Orioles fans fondly remember the one-year, $8-million dollar deal that Nelson Cruz signed in 2014. Cruz produced well above the value of the contract, and was an integral part of winning the AL East. His league-leading 40 home runs and 108 RBIs had him named an All Star, and he finished seventh in American League MVP voting.
But after all of that production, Cruz’s greatest value to the Orioles may still be in the works. The club made a qualify offer to Cruz after the 2014 season, which Cruz eventually turned down. The Mariners gave the power hitter a four-year, $57-million deal, and Baltimore received a compensational draft pick. The Orioles used that pick, the 36th overall in the 2015 draft, to select Ryan Mountcastle.
Flash forward to 2018, and Mountcastle is the Orioles second ranked prospect. If not for the Orioles acquiring Yusniel Diaz in the Manny Machado deal, Mountcastle would be the top Baby Bird on the farm.
The Orioles selected Mountcastle as a shortstop, but concerns about his arm strength have led to a position shift to third base. Insert mandatory Oriole shifting from short to third reference here (Hey, Cal).

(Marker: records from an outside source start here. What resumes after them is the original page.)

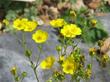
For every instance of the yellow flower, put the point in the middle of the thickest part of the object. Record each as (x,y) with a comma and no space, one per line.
(70,30)
(30,26)
(73,13)
(69,66)
(13,70)
(57,23)
(105,57)
(24,24)
(47,63)
(40,36)
(17,24)
(93,22)
(92,51)
(6,22)
(61,58)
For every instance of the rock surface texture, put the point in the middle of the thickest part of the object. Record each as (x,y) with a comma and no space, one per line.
(11,53)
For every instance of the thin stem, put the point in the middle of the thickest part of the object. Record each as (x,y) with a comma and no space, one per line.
(38,58)
(34,70)
(36,75)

The Winter Springs, Florida native was drafted out of Paul J Hagerty High School, and is still only 21 years old. He’s now able to have a legal drink in the United States, and capable of hitting at Double-A too.

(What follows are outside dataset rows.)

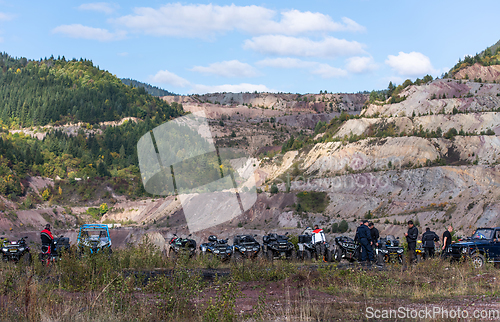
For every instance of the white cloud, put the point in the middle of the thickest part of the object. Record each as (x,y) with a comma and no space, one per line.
(232,88)
(281,45)
(166,77)
(323,70)
(412,64)
(360,65)
(107,8)
(201,21)
(283,62)
(327,71)
(84,32)
(232,68)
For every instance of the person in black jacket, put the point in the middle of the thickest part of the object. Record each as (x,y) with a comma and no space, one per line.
(411,239)
(363,236)
(428,239)
(374,233)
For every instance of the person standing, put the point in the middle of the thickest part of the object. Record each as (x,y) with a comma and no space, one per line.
(318,240)
(446,242)
(363,236)
(47,239)
(411,239)
(428,239)
(374,234)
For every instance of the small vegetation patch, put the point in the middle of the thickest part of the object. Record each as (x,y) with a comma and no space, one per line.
(312,201)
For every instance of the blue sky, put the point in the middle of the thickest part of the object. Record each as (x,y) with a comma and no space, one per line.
(280,46)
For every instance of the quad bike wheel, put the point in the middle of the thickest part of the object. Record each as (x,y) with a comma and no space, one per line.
(270,255)
(328,256)
(26,259)
(237,257)
(478,260)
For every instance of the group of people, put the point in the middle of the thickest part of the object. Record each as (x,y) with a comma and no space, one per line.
(428,240)
(367,236)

After spending all of 2016 at Delmarva, he split 2017 between Frederick and Bowie. He hit .314 at Frederick, but managed only a .222 average at Bowie where he was four years younger than the average player. Mountcastle bounced back in the Arizona fall league, and spent all of 2018 back at Bowie.
Mountcastle got a late start to the season after fracturing his wrist in spring training, but he managed to play 102 games for the Baysox. The infielder hit .297 and got on base at a .341 clip. He was named to the Eastern League All Star game after an impressive first half.

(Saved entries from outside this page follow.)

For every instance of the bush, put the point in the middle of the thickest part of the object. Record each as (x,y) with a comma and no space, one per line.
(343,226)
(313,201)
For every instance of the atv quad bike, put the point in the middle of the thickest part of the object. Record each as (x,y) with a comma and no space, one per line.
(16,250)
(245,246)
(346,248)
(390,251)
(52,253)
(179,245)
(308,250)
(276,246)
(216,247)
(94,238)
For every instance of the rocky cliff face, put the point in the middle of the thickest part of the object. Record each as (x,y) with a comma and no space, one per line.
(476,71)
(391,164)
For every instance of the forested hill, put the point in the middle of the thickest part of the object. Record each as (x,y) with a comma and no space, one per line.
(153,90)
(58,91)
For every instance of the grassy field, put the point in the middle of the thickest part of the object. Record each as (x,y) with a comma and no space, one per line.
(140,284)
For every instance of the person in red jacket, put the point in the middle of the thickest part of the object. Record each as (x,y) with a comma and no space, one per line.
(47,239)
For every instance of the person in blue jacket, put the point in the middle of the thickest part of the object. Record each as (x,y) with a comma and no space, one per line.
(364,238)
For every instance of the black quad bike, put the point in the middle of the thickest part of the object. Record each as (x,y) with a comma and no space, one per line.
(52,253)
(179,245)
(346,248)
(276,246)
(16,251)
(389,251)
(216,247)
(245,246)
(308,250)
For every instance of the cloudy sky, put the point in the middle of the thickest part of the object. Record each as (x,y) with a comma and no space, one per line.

Despite his spot near the top of the rankings on the Orioles prospect list, Mountcastle did not get a cup of coffee during the Orioles dreadful September. Instead, the Orioles used roster spots for players that would need to be protected from the Rule-5 draft. Mountcastle will not require a promotion to the 40-man roster this offseason.
That being said, Mountcastle’s time table will likely depend on his defense. Whether or not Buck Showalter is still running the show, the Orioles manager will want a guy capable of playing Major League defense. He’ll likely start the season playing third at Triple-A Norfolk, but he could bounce back to short or even over to first base early in the season. That being said, the Orioles are definitely not in need of another first baseman in 2019.
The best case scenario for the infielder is that he continues to hit, plays at least average defense on the left side of the infield, and demands a promotion with his play by the end of next season. If he’s not already there by the time rosters expand in September, expect Mountcastle to make his big-league debut at the end of the year.
Simply put, Mountcastle is a guy to get excited about. It’s okay to get your hopes up. Nobody expects him to slide in and be the next Ripken or Machado, but this guy has a bat that should play in the Major Leagues. Barring a trade or injury, he should make his debut at some point in 2019. How he fares in the first half of next season will go a long way in determining when that will be.